Fu un pugno in faccia inaspettato: era appena arrivata a casa mia e si comportava come se potesse fare qualsiasi cosa. Strinsi la tazza calda, mossi un passo verso di lei e mi ritrovai faccia a faccia col retro del suo maglione. Sopra, disegnato male, c'era un grande occhio chiuso dentro a un cerchio e una scritta: 'Y●EL●L'.

Il cuore accelerò, in un attimo la mia testa si vuotò e la mia mano tremò.

Con tutte le migliaia di ragazzine ottuse, piene di ormoni impazziti per i cantanti, proprio una fan di quel gruppo doveva capitarmi a casa?

I denti afferrarono il mio labbro inferiore e mossi un passo indietro.

Distanza, devo mantenere la distanza.

Mentre la stanza iniziava a girare pericolosamente davanti ai miei occhi, aprì un pensile vicino a me: quello degli stracci. «Porca puttana» borbottò.

Chiusi secco lo sportello. Lei si fece indietro.

«Non te l'hanno detto che ci si presenta, in casa altrui?» la redarguii, con voce bassa e concentrandomi.

Tirò indietro i capelli, si guardò intorno come se non mi avesse nemmeno visto.

Appoggiai la tazza sul ripiano «Ehi, sono qui».

La donna nuova, che fino a quel momento si era limitata a osservarla in silenzio a occhi spalancati, si allungò verso di lei con impeto, le afferrò il gomito «Jennifer, non ti presenti?».

«Non è Jennifer, mamma! Solo Juno! E lasciami andare. Non voglio stare qui!».

La mano col telefono tremò per un momento e le iridi si mossero frenetiche, lanciò sguardi sfuggenti e sprezzanti verso ogni angolo dell'ambiente, fino a incontrare i miei occhi.

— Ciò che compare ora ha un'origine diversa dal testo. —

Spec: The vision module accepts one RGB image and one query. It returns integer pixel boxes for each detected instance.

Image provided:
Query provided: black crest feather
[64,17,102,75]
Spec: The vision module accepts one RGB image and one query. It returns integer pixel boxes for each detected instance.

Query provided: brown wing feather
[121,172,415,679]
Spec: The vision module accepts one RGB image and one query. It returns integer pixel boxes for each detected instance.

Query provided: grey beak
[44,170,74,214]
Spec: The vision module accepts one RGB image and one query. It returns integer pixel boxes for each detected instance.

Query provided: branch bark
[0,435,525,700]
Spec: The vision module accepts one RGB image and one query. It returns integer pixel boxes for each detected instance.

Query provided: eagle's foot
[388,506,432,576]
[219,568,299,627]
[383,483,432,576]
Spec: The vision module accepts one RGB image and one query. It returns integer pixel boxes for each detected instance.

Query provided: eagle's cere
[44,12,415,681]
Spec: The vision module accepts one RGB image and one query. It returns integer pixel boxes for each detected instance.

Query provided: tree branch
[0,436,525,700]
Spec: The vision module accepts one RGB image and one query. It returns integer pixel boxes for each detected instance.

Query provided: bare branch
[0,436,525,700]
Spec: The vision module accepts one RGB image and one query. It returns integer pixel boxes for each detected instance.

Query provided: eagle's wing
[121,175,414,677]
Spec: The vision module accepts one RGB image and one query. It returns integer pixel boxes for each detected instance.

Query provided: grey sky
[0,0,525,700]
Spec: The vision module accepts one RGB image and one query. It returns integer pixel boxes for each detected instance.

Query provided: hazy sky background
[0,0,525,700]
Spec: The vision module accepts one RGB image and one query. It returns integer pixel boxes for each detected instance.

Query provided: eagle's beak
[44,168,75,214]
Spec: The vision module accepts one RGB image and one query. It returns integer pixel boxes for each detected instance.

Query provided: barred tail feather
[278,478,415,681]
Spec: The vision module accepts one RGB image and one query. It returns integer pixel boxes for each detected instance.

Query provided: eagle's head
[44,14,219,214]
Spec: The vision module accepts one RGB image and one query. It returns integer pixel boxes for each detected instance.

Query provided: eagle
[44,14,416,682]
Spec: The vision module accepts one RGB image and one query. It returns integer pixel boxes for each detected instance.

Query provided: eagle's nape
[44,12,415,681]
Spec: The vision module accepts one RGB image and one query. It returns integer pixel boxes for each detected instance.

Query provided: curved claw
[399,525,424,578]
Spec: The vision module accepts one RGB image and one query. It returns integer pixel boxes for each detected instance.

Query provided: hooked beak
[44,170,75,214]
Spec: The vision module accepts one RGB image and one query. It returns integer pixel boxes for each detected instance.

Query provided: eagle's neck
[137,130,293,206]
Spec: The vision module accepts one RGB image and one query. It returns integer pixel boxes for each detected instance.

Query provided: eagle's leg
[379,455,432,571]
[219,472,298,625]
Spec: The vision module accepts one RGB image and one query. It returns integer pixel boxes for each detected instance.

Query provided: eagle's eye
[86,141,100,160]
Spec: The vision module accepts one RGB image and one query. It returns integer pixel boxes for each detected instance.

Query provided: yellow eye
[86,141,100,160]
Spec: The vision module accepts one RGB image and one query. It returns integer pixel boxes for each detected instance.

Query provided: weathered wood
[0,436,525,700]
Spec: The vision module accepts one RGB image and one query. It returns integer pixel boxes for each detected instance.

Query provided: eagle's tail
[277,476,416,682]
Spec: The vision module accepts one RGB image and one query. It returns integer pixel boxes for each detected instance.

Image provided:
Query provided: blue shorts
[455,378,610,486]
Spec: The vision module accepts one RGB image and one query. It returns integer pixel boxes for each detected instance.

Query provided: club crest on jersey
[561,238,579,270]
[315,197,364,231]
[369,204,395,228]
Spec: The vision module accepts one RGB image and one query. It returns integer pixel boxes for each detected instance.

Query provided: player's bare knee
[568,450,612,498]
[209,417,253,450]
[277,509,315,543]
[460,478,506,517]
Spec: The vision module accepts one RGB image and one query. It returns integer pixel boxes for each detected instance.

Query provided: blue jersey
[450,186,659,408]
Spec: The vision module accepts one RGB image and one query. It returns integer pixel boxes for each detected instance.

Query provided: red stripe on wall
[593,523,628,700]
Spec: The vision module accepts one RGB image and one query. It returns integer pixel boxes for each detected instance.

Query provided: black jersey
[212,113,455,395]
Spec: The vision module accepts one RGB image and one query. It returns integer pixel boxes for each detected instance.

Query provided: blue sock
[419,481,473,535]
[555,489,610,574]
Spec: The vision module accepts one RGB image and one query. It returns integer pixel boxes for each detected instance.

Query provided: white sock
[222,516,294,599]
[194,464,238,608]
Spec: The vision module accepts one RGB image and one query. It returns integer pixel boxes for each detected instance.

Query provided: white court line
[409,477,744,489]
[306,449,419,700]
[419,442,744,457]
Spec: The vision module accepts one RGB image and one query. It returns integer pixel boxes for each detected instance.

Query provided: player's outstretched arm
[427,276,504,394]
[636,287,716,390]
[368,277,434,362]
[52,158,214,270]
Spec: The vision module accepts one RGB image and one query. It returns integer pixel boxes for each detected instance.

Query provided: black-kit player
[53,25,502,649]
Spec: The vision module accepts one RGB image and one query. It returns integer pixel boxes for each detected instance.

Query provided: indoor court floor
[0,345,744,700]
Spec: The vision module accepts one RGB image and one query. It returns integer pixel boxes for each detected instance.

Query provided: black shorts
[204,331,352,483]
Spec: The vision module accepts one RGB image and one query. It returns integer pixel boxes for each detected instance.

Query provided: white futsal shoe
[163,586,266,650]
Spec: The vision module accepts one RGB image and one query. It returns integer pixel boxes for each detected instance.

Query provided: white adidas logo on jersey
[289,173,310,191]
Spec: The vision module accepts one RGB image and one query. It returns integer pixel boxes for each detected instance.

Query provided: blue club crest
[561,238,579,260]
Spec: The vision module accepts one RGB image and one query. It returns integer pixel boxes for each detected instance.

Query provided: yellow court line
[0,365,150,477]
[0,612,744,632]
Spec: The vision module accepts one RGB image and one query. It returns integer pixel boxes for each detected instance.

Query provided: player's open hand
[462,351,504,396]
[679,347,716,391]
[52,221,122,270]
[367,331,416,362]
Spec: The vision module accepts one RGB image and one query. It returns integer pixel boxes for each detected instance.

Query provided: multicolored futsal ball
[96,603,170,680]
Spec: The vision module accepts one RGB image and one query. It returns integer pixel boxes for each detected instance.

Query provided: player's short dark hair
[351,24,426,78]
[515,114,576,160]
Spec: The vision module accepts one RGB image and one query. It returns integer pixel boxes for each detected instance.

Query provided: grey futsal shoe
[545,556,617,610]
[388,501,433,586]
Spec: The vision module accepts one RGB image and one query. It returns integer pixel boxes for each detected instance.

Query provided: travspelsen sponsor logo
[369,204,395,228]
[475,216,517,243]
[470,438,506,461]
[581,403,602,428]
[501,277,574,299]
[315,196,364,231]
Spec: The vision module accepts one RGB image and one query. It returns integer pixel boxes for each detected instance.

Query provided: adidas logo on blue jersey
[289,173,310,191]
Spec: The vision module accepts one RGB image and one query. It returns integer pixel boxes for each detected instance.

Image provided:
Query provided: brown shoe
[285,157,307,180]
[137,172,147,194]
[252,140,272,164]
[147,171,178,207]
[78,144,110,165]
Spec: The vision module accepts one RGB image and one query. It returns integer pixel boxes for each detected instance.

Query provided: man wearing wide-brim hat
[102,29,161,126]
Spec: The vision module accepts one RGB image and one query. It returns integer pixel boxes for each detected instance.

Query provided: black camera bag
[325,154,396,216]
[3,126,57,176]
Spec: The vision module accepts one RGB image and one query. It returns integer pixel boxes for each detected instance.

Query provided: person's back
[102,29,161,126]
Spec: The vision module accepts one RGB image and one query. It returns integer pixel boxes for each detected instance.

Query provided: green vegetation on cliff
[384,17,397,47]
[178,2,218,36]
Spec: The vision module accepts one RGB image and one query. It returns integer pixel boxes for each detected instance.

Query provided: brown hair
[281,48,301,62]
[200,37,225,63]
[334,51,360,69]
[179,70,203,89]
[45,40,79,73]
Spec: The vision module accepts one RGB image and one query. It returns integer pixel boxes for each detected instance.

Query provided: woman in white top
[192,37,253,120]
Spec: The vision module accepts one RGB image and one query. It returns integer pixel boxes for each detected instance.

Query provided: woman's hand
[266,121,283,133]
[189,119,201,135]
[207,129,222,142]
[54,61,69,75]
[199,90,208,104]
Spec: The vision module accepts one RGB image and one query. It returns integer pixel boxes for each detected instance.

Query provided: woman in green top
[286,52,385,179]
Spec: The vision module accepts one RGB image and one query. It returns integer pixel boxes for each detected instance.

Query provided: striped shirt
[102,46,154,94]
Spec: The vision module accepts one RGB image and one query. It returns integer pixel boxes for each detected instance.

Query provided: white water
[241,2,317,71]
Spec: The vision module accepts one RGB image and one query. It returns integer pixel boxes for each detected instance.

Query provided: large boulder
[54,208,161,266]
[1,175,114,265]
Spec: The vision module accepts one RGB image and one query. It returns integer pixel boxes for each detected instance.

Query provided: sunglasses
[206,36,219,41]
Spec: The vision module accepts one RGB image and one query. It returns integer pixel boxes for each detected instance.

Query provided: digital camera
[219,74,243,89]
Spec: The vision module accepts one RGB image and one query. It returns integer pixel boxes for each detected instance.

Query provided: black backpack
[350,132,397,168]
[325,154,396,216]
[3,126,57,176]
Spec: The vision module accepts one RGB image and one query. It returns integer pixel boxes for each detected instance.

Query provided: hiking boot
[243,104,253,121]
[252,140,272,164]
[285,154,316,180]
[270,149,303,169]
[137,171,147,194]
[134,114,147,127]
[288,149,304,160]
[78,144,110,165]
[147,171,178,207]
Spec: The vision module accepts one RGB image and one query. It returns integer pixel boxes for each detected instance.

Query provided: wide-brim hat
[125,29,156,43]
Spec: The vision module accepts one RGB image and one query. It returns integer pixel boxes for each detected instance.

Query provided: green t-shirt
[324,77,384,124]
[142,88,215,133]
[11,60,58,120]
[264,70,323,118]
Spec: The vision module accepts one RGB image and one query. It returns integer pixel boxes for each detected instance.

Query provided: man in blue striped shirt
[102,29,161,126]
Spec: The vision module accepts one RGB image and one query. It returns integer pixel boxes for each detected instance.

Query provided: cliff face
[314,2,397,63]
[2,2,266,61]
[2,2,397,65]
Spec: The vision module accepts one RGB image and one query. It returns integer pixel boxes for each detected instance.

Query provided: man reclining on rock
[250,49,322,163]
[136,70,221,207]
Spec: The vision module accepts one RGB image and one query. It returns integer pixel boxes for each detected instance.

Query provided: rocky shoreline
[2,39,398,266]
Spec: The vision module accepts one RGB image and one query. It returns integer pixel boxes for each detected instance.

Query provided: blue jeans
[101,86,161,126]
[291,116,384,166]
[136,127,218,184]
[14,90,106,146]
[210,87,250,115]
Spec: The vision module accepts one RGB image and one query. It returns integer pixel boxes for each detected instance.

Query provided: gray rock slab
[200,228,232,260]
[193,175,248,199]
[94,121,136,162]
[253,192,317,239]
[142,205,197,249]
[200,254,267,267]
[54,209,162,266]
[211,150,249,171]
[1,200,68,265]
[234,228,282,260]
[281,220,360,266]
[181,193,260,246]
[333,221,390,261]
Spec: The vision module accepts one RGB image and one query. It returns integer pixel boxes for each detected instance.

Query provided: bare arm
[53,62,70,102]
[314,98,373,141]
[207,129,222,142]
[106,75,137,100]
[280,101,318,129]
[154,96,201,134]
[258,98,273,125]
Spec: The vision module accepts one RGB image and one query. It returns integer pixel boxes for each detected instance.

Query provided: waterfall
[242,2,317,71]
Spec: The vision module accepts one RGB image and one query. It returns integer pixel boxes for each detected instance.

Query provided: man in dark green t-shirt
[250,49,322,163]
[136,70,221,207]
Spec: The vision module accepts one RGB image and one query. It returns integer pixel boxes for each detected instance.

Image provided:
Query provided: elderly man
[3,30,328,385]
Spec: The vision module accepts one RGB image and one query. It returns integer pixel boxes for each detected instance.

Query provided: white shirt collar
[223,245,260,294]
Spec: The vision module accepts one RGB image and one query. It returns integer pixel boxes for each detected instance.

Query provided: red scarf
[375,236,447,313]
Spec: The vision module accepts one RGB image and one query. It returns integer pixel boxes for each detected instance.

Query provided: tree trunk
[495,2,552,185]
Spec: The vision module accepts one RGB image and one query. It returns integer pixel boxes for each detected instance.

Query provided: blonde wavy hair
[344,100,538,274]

Il panico si trasformò in altro. Non riuscivo a staccarmi da quel colore verde che mi indagava nell'anima. Una sensazione nuova che camminava lungo le spalle, il collo, lo stomaco. Mi sembrava di udire una musica. O forse era solo il suono del mio battito che correva nelle vene.

Passai una mano tra i capelli e strinsi la mascella finché il sapore del sangue mi invase la bocca.

Cosa mi succede?

Conoscevo già il suo volto: il viso a cuore, le labbra piene sovrastate da un naso un po' a patata. Nelle foto che ci erano arrivate era meno espressiva e lo sguardo era annoiato, quasi apatico. In quel momento, invece, aveva un'aria decisa e, anche se indietreggiava, avevo già capito che non era una che si faceva intimorire.

Lei si liberò dalla presa della madre e corse in sala.

Oh no, signorina fangirl, non mi scappi.